The telcos’ entrance into video should be welcomed because additional competition will result in lower prices for consumers, said Michael Balmoris, executive director of public affairs at SBC Services in Washington. He cites a study by the Government Accountability Office showing that existing cable operators lower prices by an average of 15 percent once a telco enters the market. “Our position on franchising,” Mr. Balmoris said, “is that the rules which were formulated for the cable monopoly period no longer make policy sense.”

The telcos are spending unprecedented amounts on lobbying at every level of government to ensure they can move quickly into video. If you don’t believe the telcos can muscle their way in, consider Texas. Despite a huge lobbying effort earlier this year in which the 150 legislators in Austin were outnumbered by telco lobbyists, the first effort at deregulation was defeated. It took a special session called just for that purpose by the governor to approve a bill that allows for statewide franchising. During the 2004 election cycle, Texas Gov. Rick Perry received $126,200 from the SBC political action committee, according to watchdog organization Texans for Public Justice. The group said SBC was the biggest-spending lobbyist in Texas last year, with 123 lobbyists working for fees totaling $6.8 million. Second place went to Verizon, which paid 38 lobbyists $1.8 million. By comparison, the opposing Texas Cable and Telecommunications Association paid 11 lobbyists $685,000, and opponent Time Warner paid 14 lobbyists $505,000.

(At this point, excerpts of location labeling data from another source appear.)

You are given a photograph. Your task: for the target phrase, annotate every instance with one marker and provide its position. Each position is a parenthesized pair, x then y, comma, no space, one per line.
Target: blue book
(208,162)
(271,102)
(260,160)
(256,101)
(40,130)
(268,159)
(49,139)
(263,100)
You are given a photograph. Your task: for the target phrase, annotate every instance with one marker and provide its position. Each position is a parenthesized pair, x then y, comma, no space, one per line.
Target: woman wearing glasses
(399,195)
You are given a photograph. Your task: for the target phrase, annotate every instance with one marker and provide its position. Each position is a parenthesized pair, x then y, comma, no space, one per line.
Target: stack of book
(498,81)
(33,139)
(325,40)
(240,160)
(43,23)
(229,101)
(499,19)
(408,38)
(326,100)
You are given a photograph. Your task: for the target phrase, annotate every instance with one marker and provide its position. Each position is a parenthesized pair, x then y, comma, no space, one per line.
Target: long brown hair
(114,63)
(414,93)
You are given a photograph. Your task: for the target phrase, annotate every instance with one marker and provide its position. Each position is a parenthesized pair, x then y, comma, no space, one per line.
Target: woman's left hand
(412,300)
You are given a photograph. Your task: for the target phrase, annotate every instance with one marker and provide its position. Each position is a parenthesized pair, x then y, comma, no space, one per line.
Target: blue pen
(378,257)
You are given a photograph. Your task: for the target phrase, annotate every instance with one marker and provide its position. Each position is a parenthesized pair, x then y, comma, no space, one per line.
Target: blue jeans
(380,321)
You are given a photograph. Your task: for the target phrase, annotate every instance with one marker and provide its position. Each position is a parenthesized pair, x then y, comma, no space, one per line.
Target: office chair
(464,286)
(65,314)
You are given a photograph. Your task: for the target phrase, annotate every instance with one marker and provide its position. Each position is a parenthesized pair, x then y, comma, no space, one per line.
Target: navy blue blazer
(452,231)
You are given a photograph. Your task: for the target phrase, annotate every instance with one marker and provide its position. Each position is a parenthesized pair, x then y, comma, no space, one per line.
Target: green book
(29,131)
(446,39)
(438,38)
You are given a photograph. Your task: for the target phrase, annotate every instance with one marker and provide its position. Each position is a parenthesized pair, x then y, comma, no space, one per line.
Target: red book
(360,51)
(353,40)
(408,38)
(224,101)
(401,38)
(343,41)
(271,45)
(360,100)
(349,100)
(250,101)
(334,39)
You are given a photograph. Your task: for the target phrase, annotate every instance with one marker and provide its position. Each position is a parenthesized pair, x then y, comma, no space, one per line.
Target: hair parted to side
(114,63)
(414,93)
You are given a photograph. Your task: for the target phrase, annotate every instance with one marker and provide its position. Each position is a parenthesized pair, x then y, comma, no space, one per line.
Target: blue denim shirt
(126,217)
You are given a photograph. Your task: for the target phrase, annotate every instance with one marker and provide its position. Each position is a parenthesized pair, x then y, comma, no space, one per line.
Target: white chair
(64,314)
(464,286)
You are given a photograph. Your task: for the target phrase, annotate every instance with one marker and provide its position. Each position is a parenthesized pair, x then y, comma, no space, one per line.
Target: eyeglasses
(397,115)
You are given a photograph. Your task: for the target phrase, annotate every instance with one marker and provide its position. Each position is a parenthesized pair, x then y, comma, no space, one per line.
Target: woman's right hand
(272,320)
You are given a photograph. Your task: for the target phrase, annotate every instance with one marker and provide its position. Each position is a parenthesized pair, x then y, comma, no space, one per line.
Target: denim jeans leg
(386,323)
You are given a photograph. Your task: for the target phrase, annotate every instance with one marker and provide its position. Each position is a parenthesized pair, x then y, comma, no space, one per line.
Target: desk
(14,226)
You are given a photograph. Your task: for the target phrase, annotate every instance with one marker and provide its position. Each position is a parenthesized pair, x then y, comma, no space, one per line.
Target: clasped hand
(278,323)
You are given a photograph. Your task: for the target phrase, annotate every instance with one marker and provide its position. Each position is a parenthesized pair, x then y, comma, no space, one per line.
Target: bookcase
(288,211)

“Their position seems to be, ‘We don’t play by the existing rules,'” said Ron Cooper of the public-interest group Access Sacramento, based in the California capital. “Instead they say, ‘We want new rules. We want it the way we want it.'”

The telco-backed bill given the best chance of passage is called BITS (broadband Internet transmission services), and it is now before the House telecommunications subcommittee, which held a hearing last week. One key aspect of the bill is that it would basically deregulate new broadband services delivered over the Internet while keeping controls on cable TV, at least as long as current franchises are in effect.

The bill is opposed by broadcasters, cable and various consumer activists. However, that doesn’t mean it won’t pass.

Thanks in part to consolidation, the remaining wired telcos-mainly Verizon, SBC and BellSouth-are huge business enterprises. With the encroachment of cable into the voice business, the telcos have recognized they are now in a life-and-death struggle for survival. To win in today’s marketplace, media competitors must deliver the “quadruple play”: voice, data, video and wireless services.

A top cable executive testified before the House subcommittee that the bill as written would give telcos an unfair advantage over cable, even though they would deliver similar content and services. “There are two dangers with having the government picking technology winners and losers, particularly in a field as dynamic as communications: The initial technology choice may be wrong, and government cannot anticipate what’s around the corner,” said Michael Willner, president and CEO of Insight Communications.

At stake is who will be the toll-gatekeeper and captain of content as we travel down the electronic superhighway of the future. The stakes are huge for the players, investors and consumers, and the issue of censorship could play a central role. This handful of privately owned companies have new power over who gets access to their networks in the wake of the Brand X case, in which the Supreme Court affirmed the right of a cable operator to control what goes over its pipeline.

The 1996 deregulation brought lower prices and spurred investment, but then led to consolidation that brought higher prices. With each wave, a handful of companies get bigger and some investors get richer. But when community control of media is taken away, the local consumer is the real loser. And ultimately, we are all local consumers.